Chicago’s hotel market has been hot, not unlike other markets that have experienced significant growth since the recession. But as the hotel market continues to increase supply – more than 2,000 rooms are projected for 2019 – how do hotel owners and operators make their property stand out and attract travelers?
Carrie Wagner, a project engineer with Summit Design + Build, is now working on her third hotel renovation and has helped update hotel designs and make better use of unused space. But, before hotel owners and operators embark on a major renovation, particularly one in an occupied hotel, there are a few things they should consider.
The Top 4 Things to Consider Before Starting a Hotel Renovation
By Carrie Wagner
In hotel renovation projects, there are a number of owner groups involved. The hotel owner funds the project and while they make major decisions, there is usually an owner’s representative involved to make day-to-day decisions and deal with minor issues on the project. The hotel staff and management team, typically employed by the hotel operator, are also involved and are critical for coordination and logistics. And that’s just on the owner side. You can’t forget that you also have an architect, interior designer and contractor as well.

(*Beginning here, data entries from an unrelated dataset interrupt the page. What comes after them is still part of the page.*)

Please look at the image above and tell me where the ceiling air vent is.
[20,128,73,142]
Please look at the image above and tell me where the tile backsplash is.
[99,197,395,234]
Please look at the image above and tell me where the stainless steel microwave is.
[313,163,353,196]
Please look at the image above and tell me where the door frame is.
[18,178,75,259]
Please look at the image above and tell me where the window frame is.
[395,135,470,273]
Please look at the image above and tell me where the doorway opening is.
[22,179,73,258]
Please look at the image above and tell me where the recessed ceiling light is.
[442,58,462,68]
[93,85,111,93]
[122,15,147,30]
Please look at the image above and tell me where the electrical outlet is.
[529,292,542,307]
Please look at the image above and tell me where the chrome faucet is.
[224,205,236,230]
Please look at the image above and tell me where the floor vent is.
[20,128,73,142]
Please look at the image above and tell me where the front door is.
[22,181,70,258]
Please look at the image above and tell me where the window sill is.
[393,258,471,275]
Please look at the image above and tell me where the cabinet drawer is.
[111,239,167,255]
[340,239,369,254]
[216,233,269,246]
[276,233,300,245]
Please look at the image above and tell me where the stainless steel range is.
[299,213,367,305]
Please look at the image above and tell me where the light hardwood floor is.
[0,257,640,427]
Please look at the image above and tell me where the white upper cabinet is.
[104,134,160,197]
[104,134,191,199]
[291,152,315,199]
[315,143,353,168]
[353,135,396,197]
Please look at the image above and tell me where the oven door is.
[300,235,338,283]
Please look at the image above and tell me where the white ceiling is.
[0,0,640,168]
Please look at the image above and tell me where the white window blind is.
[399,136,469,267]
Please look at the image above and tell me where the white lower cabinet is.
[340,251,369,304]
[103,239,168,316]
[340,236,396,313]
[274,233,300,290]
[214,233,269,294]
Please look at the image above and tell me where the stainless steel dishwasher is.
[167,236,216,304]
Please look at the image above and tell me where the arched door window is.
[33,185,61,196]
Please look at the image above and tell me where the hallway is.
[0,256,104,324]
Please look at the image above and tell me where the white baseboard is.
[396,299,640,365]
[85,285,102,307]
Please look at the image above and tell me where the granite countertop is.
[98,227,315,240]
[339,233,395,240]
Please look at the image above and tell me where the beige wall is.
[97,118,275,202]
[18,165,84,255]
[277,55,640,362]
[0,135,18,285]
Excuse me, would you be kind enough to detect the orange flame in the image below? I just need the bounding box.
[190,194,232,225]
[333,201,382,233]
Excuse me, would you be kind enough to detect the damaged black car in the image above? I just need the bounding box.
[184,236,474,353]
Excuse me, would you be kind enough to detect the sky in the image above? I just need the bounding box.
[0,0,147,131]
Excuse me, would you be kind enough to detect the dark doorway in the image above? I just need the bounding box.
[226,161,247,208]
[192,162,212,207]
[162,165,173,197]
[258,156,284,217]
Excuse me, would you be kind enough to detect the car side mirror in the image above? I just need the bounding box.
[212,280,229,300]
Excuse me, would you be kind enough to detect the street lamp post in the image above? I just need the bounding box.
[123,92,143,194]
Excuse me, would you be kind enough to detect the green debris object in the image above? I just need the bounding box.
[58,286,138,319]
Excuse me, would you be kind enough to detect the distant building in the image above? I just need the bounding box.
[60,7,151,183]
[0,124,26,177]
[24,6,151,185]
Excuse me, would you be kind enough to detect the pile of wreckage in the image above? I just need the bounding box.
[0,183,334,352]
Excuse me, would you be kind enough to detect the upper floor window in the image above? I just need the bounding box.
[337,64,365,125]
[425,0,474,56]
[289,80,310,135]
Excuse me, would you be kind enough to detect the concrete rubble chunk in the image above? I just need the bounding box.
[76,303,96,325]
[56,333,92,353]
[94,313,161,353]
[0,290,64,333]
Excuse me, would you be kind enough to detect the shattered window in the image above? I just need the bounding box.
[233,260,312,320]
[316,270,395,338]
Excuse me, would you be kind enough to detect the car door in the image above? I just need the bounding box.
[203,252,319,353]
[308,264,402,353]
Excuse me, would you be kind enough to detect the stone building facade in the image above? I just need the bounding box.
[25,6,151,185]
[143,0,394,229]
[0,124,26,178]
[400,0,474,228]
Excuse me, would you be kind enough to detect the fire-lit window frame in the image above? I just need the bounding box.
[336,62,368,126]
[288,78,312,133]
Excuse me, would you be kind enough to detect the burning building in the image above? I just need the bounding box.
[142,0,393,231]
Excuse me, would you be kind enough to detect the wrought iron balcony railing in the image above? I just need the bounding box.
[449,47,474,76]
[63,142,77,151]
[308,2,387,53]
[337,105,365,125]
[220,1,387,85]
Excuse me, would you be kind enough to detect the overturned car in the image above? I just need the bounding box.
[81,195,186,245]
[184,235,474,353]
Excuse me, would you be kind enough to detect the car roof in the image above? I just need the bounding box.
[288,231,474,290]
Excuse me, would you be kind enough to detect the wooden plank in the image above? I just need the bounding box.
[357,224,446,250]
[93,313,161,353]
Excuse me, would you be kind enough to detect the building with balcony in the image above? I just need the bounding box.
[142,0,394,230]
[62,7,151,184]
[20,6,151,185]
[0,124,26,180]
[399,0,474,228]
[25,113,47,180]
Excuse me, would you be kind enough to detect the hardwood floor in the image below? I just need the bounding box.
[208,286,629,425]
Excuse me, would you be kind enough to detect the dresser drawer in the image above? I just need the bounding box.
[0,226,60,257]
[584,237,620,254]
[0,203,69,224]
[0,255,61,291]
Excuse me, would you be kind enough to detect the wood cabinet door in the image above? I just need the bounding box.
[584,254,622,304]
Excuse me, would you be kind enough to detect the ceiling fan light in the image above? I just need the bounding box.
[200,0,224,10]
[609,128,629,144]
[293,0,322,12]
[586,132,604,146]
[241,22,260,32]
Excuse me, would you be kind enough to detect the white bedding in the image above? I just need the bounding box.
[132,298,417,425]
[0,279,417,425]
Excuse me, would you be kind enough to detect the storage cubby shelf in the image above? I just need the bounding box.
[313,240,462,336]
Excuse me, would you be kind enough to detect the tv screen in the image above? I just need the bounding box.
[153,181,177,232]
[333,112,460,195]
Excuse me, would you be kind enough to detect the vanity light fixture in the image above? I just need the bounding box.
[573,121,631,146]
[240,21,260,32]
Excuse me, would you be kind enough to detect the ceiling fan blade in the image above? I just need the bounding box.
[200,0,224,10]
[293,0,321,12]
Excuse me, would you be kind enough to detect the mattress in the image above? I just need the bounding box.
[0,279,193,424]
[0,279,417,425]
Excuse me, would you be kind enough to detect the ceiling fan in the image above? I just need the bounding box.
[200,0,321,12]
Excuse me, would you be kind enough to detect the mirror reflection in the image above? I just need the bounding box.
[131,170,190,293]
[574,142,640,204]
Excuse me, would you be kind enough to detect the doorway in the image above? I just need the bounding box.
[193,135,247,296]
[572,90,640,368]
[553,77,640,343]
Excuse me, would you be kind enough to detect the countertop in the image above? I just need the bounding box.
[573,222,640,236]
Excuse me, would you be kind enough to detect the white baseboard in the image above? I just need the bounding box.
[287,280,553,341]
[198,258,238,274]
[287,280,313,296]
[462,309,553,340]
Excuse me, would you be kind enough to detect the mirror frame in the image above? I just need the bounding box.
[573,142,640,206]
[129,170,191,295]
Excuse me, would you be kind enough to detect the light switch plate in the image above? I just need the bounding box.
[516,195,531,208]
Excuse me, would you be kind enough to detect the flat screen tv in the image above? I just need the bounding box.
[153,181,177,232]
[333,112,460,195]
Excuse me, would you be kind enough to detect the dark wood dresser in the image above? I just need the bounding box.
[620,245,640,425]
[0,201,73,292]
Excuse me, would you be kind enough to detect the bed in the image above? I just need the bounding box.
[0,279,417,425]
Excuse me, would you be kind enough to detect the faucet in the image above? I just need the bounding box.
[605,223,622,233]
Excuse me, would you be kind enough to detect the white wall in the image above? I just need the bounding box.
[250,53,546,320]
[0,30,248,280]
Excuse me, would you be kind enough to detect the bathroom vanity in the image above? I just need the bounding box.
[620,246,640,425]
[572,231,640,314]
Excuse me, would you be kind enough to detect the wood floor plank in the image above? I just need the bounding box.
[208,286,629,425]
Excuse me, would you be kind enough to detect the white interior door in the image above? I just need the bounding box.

Constant communication is key to keeping all parties on the same page. With varying tiers of hotel ownership, groups are privy to varying degrees of information from the get go. But when the project is fully underway, you may need to engage some team members more than others. While change orders are discussed in depth with the owner’s representative and cost decisions are not shared with the hotel staff, that same onsite team will be integral to mitigating issues on the job.
During a hotel renovation, owner’s want to interrupt normal business operations as little as possible. So, the hotel remains open for guests and hotel staff, and the project team must consider logistics and sequencing.
When it comes to logistics, over communicate with the team and write everything down. The hotel logistics plan can be very detailed and could change from the time of an owner meeting to when it is later documented in an email. Many decisions are based on hotel occupancy – again, you want to disrupt the least amount of hotel guests. The project team must be willing to change plans as hotel occupancy at any given time may be higher than originally anticipated.
Similar to logistics, the sequencing of occupied spaces depends on the hotel owner’s priority. On our project at Hotel Indigo, now Claridge House Hotel, the sequencing was first prioritized to keep as much space open as possible. As the project progressed and unforeseen conditions resulted in delays, we ultimately had to close more space for renovation work to accelerate the schedule. And, above all else, safety of hotel guests and staff has to be a number one priority.
Whether the hotel you are renovating was built in the 1980’s or the 1920’s, you’re bound to run into unforeseen conditions. There should always be conversations between the hotel owner, the owner’s rep and the contractor beforehand to determine how unforeseen conditions will be handled because unfortunately, they are inevitable. Documenting existing conditions in writing and photos at the beginning of the job is critical, and establishing clear requirements saves everyone time and money.
When these conversations happen early in anticipation of unforeseen conditions, an allowance can be prepared. Involving subcontractors in these discussions is important as they may have experience with similar situations. Otherwise, construction contingency is what is typically allocated for unforeseen conditions. Just know that they will happen.
Procurement & Lead Times
Stay on top of material delivery dates. This is what drives the schedule for hotel renovations. If there are owner provided materials, the contractor should make sure the material is ordered on time and check on tracking. At our most recent hotel renovation at the Westin River North, we requested lead times early on and let the owner know that with the current schedule, one of the flooring materials would need to be expedited or reselected to keep the schedule.
It’s important to remember when it comes to hotel renovations, no matter how large your team is, what logistical challenges you may face or unforeseen conditions may pop up, everyone is in it for the same reason – to complete the renovation as efficiently and quickly as possible so the hotel can get back to business as normal. There are a lot of moving pieces and there may be difficult conversations and decisions, but when there are, lean on your team and their expertise. The final result is certainly worth it.